如何使用BeautifulSoup遍历网站的每个页面以进行网页抓取

[英]How to loop through each page of website for web scraping with BeautifulSoup

原文 2017-09-20 23:04:25 9 1 python/ html/ web-scraping/ beautifulsoup

I am scraping job posting data from a website using BeautifulSoup. 我正在使用BeautifulSoup从网站抓取职位发布数据。 I have working code that does what I need, but it only scrapes the first page of job postings. 我有满足我需要的工作代码，但它只会刮取职位发布的第一页。 I am having trouble figuring out how to iteratively update the url to scrape each page. 我在弄清楚如何迭代更新URL以刮擦每个页面时遇到了麻烦。 I am new to Python and have looked at a few different solutions to similar questions, but have not figured out how to apply them to my particular url. 我是Python的新手，曾经研究过几种解决类似问题的方法，但是还没有弄清楚如何将其应用于我的特定网址。 I think I need to iteratively update the url or somehow click the next button and then loop my existing code through each page. 我认为我需要迭代更新URL或以某种方式单击“下一步”按钮，然后在每个页面中循环我现有的代码。 I appreciate any solutions. 我感谢任何解决方案。

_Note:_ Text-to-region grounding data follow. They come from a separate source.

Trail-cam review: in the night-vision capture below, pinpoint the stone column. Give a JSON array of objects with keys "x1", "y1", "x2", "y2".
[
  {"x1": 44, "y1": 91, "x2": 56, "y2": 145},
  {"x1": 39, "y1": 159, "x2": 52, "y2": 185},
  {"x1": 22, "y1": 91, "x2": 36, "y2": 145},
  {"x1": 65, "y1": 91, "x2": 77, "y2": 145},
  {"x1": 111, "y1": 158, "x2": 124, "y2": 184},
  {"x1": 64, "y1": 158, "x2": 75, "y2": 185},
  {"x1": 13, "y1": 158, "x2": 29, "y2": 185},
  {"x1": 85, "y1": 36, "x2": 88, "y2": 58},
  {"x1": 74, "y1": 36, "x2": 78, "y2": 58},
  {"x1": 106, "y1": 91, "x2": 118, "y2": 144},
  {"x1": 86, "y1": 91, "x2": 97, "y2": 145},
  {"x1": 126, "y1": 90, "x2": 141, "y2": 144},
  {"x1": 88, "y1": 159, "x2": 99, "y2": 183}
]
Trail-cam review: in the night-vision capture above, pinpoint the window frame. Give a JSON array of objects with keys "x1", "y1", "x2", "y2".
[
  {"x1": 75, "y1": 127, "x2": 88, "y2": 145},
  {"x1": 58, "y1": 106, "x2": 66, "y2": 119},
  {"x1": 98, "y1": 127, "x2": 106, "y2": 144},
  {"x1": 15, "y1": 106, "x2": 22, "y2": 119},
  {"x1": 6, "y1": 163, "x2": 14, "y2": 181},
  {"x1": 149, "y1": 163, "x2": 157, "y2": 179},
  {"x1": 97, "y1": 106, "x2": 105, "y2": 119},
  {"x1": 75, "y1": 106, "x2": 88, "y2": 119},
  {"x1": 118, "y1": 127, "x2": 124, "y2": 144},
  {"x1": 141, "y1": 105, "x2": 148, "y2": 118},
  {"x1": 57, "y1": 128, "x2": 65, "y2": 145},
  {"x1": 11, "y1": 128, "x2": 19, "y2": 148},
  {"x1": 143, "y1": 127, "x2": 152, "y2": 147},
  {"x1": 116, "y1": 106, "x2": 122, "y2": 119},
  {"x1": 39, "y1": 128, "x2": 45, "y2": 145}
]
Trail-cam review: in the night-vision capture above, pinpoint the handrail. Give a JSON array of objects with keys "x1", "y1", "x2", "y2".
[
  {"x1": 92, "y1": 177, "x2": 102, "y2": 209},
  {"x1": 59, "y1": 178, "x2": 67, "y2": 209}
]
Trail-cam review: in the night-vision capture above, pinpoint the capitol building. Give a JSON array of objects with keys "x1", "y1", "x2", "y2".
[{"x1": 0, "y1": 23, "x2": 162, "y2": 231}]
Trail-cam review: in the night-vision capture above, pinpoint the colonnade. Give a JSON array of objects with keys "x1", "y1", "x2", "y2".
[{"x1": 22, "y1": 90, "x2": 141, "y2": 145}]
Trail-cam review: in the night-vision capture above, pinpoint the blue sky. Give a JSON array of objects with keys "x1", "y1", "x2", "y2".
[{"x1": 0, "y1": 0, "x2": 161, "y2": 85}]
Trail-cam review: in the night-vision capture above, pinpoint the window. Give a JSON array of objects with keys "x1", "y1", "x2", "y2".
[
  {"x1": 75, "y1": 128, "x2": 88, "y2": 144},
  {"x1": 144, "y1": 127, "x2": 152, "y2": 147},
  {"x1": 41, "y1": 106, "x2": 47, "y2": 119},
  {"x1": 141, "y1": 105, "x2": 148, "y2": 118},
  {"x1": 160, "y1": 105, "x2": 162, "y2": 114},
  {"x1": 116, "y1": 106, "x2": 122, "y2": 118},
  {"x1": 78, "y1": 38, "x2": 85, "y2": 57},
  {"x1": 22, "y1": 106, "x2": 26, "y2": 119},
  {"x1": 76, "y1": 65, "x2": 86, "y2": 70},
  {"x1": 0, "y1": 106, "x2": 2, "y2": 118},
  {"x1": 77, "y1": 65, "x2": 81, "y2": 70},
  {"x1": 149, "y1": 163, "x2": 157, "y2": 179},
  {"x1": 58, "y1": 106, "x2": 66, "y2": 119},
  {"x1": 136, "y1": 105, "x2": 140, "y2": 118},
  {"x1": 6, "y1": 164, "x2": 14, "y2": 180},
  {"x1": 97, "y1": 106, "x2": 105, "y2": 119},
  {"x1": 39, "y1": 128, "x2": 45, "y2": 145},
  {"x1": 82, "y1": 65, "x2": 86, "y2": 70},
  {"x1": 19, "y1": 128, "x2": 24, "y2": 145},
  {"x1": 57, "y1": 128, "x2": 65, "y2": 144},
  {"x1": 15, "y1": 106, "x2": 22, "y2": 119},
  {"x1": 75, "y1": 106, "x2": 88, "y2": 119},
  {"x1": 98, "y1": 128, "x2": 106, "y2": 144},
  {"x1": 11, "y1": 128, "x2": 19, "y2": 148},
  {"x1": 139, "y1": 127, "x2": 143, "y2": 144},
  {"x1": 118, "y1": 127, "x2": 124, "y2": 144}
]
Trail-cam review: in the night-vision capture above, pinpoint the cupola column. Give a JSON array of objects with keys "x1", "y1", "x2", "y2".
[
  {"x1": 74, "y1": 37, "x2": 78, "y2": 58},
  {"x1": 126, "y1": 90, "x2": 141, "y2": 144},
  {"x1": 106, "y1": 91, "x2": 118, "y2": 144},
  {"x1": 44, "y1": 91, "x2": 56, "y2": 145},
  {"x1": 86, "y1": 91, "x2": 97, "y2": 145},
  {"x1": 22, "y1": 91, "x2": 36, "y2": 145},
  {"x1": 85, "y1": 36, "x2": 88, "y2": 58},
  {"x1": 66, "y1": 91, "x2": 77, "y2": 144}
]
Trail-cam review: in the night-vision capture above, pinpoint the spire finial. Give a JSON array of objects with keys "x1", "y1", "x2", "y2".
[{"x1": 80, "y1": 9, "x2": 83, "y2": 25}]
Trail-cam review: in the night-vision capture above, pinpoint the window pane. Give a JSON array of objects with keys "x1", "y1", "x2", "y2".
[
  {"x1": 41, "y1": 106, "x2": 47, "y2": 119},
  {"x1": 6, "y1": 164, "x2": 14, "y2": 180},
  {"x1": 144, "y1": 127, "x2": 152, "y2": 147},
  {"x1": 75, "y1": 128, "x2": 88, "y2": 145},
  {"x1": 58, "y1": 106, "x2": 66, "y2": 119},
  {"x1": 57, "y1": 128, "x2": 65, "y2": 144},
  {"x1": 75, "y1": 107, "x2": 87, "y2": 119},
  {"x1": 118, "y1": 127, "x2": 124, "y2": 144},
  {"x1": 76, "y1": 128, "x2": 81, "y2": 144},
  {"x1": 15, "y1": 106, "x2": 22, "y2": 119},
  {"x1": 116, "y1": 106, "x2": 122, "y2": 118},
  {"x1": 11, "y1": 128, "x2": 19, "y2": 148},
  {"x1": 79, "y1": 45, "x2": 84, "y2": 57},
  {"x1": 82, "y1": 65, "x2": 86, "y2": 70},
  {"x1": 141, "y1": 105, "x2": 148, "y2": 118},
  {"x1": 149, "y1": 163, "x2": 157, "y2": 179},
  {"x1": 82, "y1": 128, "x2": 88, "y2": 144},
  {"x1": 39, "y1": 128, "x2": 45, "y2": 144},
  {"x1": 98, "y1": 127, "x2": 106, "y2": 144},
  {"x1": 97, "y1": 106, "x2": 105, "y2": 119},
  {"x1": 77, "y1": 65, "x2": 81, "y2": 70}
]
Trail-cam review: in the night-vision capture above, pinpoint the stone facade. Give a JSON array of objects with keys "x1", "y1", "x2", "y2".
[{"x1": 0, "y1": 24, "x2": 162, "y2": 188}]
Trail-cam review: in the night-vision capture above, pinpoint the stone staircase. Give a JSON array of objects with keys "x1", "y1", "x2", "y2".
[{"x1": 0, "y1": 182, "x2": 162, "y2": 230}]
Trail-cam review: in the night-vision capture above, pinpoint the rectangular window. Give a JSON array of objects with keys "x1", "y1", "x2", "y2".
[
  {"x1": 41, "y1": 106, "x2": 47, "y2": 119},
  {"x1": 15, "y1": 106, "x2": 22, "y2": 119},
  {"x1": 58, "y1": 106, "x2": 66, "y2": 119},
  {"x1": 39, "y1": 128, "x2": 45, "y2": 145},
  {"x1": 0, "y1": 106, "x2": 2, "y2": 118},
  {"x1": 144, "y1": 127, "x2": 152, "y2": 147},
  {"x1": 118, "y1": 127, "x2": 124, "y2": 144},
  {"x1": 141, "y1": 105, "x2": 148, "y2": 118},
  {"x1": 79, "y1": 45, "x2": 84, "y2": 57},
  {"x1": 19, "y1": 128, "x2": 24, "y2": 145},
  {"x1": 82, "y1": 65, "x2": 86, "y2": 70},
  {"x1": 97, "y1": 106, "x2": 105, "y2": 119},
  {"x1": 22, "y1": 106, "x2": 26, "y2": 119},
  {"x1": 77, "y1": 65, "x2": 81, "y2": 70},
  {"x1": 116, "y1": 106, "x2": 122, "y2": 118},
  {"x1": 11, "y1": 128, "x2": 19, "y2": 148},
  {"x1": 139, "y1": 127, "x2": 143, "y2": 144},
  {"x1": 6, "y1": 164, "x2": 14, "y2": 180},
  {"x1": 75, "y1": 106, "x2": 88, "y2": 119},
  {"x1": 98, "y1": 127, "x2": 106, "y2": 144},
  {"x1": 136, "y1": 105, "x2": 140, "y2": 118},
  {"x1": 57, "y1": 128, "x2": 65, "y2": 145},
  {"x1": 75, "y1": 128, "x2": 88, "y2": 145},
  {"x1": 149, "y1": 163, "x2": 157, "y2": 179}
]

url: https://jobs.utcaerospacesystems.com/search-jobs 网址： https ： //jobs.utcaerospacesystems.com/search-jobs

1 个解决方案

First, BeautifulSoup doesn't have anything to do with GETing web pages - you get the webpage yourself, then feed it to bs4 for processing. 首先，BeautifulSoup与获取网页没有任何关系-您可以自己获取网页，然后将其提供给bs4进行处理。

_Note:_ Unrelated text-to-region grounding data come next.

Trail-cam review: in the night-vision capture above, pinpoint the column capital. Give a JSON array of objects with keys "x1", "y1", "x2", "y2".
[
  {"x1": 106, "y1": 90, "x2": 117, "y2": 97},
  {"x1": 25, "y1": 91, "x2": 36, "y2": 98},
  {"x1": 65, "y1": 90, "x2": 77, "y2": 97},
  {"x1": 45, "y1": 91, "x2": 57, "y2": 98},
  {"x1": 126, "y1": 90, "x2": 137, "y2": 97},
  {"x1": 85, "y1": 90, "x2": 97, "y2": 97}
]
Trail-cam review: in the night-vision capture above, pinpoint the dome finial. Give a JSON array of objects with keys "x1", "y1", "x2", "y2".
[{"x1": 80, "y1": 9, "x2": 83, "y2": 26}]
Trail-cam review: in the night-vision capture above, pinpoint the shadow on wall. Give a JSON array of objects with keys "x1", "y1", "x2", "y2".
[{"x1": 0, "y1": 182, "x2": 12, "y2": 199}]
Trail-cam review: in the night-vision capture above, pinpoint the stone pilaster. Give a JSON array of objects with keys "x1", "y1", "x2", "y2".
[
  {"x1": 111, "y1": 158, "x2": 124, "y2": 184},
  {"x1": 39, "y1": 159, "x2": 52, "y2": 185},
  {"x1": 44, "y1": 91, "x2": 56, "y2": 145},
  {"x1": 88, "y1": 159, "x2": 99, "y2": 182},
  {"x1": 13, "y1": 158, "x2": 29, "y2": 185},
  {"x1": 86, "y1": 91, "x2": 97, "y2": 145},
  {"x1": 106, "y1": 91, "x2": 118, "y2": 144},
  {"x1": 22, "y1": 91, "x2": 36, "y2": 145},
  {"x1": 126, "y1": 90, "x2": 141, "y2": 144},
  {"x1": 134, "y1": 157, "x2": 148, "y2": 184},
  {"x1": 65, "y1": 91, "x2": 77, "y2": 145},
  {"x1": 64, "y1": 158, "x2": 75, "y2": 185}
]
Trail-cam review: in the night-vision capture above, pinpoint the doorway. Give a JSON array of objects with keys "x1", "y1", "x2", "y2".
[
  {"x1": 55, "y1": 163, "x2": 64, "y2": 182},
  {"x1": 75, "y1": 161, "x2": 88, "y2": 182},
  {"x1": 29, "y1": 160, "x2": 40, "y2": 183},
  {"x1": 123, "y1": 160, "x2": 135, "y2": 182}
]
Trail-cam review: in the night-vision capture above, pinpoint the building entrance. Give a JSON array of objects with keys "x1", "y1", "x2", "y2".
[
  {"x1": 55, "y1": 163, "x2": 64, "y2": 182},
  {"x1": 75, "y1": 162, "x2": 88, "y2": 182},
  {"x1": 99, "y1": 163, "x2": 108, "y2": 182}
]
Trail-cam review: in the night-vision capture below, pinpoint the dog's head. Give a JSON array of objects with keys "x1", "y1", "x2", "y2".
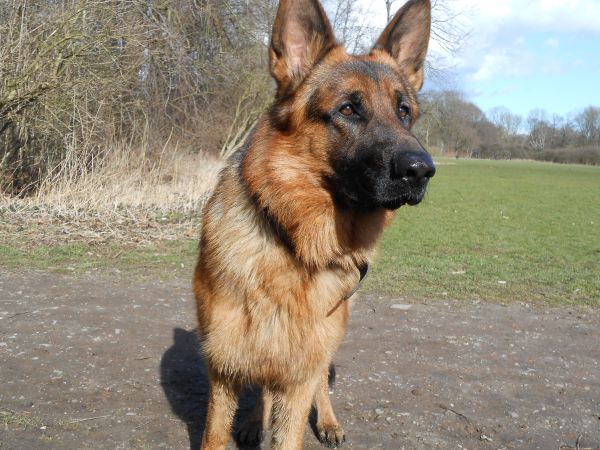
[{"x1": 269, "y1": 0, "x2": 435, "y2": 211}]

The problem with the page you linked is that it's javascript - it only renders correctly in a browser (or any other javascript VM). 您链接的页面的问题在于它是javascript-仅在浏览器（或任何其他javascript VM）中正确显示。

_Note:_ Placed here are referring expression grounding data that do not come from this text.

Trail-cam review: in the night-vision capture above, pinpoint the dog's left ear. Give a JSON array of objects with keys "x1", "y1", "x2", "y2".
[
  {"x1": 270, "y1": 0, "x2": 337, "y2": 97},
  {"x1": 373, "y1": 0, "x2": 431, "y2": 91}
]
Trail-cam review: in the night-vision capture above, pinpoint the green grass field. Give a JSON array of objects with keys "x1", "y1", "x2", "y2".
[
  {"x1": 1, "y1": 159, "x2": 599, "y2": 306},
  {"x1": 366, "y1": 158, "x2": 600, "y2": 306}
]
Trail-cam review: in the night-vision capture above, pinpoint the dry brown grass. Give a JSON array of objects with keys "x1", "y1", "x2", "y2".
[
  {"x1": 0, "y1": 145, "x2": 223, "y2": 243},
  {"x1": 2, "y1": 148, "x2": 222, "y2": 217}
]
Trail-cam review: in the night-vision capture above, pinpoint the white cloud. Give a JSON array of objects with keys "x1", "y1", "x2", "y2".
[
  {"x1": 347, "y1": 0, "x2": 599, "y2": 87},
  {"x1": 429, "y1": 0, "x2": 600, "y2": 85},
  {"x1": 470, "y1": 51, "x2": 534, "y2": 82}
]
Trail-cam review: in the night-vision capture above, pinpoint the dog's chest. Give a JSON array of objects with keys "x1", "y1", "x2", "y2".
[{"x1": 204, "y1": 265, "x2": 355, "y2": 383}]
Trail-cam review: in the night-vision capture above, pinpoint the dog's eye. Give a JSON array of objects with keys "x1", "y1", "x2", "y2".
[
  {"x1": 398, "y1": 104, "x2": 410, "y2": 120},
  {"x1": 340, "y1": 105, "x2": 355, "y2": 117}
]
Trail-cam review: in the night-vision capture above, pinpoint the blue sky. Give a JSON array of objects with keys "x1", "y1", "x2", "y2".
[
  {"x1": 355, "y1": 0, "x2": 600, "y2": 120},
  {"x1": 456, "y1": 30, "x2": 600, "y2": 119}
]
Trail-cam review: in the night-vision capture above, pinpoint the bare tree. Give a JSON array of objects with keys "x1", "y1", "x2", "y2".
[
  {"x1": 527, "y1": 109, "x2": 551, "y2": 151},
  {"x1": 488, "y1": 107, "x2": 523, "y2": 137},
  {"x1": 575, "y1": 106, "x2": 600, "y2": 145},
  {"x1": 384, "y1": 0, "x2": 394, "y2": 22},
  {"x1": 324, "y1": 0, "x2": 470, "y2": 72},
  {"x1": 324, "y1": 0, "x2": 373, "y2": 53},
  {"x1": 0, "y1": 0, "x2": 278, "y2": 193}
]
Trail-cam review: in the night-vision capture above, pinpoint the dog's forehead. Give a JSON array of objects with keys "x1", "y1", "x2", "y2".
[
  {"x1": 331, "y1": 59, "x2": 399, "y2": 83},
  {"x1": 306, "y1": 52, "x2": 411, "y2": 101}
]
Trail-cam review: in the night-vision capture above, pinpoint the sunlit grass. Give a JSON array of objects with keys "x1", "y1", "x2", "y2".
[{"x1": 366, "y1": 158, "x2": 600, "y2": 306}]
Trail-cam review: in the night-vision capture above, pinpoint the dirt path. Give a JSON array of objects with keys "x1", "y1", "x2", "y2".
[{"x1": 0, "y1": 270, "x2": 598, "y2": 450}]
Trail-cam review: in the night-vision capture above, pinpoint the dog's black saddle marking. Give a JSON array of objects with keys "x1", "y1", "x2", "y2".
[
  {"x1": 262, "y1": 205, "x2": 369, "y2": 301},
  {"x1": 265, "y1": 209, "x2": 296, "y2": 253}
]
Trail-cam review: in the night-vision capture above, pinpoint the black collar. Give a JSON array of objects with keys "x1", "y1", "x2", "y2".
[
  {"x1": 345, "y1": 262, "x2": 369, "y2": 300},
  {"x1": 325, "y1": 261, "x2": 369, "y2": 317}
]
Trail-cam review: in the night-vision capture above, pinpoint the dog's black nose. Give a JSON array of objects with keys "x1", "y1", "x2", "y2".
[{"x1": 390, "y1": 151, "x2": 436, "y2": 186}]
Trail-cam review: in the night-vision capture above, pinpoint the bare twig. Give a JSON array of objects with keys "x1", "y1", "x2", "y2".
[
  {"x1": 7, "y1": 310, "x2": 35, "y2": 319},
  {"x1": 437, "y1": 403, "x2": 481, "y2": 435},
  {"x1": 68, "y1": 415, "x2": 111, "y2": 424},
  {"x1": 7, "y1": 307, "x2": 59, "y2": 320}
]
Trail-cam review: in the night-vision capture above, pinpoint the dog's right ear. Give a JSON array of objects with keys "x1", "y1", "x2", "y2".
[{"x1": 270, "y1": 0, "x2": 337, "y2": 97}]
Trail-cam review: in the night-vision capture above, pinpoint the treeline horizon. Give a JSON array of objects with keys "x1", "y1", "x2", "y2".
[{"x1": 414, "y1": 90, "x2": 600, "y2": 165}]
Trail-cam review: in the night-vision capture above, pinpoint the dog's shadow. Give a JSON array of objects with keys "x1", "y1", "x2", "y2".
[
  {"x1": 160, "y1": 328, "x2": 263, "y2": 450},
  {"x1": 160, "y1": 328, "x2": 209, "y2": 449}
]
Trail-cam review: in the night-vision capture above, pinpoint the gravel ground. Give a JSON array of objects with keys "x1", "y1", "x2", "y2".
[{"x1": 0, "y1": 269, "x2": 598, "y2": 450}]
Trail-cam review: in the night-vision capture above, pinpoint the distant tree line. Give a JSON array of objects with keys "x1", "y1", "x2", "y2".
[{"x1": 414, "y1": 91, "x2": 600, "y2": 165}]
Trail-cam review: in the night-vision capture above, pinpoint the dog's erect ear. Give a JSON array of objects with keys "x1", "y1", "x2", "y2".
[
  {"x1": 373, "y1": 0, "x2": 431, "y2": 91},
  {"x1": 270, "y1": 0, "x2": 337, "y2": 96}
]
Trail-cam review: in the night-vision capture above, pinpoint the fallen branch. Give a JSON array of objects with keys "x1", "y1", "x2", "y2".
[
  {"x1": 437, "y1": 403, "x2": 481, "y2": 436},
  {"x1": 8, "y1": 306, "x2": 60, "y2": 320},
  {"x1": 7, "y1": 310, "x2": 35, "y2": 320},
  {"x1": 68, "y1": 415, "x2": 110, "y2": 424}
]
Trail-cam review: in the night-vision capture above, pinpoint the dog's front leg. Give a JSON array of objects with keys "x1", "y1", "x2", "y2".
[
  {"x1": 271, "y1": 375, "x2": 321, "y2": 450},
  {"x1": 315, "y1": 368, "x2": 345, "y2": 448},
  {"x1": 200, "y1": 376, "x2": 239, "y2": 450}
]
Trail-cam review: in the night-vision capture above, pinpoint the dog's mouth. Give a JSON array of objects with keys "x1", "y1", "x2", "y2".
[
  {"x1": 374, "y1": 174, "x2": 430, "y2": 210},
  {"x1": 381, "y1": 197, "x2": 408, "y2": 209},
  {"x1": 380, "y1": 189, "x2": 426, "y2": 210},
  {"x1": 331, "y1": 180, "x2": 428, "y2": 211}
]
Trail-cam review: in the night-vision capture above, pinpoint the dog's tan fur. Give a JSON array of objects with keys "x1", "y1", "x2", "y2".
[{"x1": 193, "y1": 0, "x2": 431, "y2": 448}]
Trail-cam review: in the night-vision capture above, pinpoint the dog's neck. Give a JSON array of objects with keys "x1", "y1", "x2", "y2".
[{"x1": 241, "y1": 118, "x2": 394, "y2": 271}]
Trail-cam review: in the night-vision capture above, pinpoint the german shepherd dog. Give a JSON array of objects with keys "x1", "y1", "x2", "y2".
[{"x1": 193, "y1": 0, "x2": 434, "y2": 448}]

@Fabricator is on the right track - you'll need to watch the developer console and see what the ajax requests the js is sending to the server. @Fabricator处在正确的轨道上-您需要观察开发人员控制台，并查看ajax请求js将其发送到服务器的内容。 In this case, also take a look at the query string params, which include a param called CurrentPage - that's probably the one you want to focus on. 在这种情况下，还要看一下查询字符串参数，其中包括一个称为CurrentPage的参数-可能是您要关注的参数。